Candice’s top tips:
Realise that it may not be beneficial to go to a doctor who doesn’t believe in LCHF when trying this new lifestyle. Several GPs told me to eat carbs again. Eventually I found Dr Schoonbee and I haven’t looked back.
No one can tell you exactly what to eat. There is no meal plan because this is not a diet – it’s a complete lifestyle change and your food interests matter. If you don’t like avocado, have coconut oil. If you can’t tolerate dairy, go for milk substitutes.
Set realistic goals. I made the mistake of thinking the weight loss would continue to be as fast as it was in the first six months, and when it wasn’t, I felt guilty. Realise that this is a journey. It’s good to have a goal weight, but be careful about focusing too much on the scale – measuring yourself with a tape measure is much more satisfying!
Understand that the craving for carbs is easily overcome when you question the reason behind the craving. The last time I craved carbs was before a funeral. Before that, it was after writing an exam.
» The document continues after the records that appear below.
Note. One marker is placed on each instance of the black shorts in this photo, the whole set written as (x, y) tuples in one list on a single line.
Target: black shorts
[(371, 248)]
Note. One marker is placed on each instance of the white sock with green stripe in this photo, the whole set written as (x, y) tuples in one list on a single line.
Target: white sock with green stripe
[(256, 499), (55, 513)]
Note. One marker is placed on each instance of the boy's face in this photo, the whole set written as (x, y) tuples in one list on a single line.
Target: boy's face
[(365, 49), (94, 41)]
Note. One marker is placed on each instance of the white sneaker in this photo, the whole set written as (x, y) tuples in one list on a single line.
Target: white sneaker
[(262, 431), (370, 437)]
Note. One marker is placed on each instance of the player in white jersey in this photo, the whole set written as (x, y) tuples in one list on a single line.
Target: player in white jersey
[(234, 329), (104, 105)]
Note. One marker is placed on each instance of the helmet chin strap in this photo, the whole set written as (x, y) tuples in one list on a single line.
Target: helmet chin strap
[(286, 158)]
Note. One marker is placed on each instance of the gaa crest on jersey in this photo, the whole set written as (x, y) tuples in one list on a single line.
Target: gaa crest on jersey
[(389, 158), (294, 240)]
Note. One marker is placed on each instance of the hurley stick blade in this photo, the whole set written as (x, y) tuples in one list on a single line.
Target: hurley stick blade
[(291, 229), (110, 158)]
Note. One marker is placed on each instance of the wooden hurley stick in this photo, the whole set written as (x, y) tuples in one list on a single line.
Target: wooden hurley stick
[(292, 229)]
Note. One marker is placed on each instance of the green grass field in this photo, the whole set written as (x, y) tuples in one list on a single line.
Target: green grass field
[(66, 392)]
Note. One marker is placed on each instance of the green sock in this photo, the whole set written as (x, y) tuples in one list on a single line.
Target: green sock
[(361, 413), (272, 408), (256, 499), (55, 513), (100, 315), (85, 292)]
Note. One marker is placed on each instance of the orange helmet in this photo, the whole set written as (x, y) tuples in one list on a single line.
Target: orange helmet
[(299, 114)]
I questioned myself instead of giving in, bought some delicious salami and the craving was gone.
Don’t give up if you do happen to give in to a craving. You haven’t ruined all your hard work, and beating yourself up about it is pointless. Just move on. Luckily for me, I can’t cheat because my body responds with a 24-hour bug.
Focus on yourself. I went a bit crazy at first – biting the head off anyone who questioned LCHF. Don’t be that person, especially if your partner or children don’t follow your lead. It’s not about them, it’s about you.
Leave the expensive ingredients – like the almond flour and xanthan gum – on the shelves. Keep your meals as natural as possible and the change won’t be costly.
Make your environment safe. If you’re addicted to sugar and you think it’s okay to keep treats in the house, you’re kidding yourself. Remove everything immediately and if family members don’t agree with you, ask them to keep their own private stash hidden from you.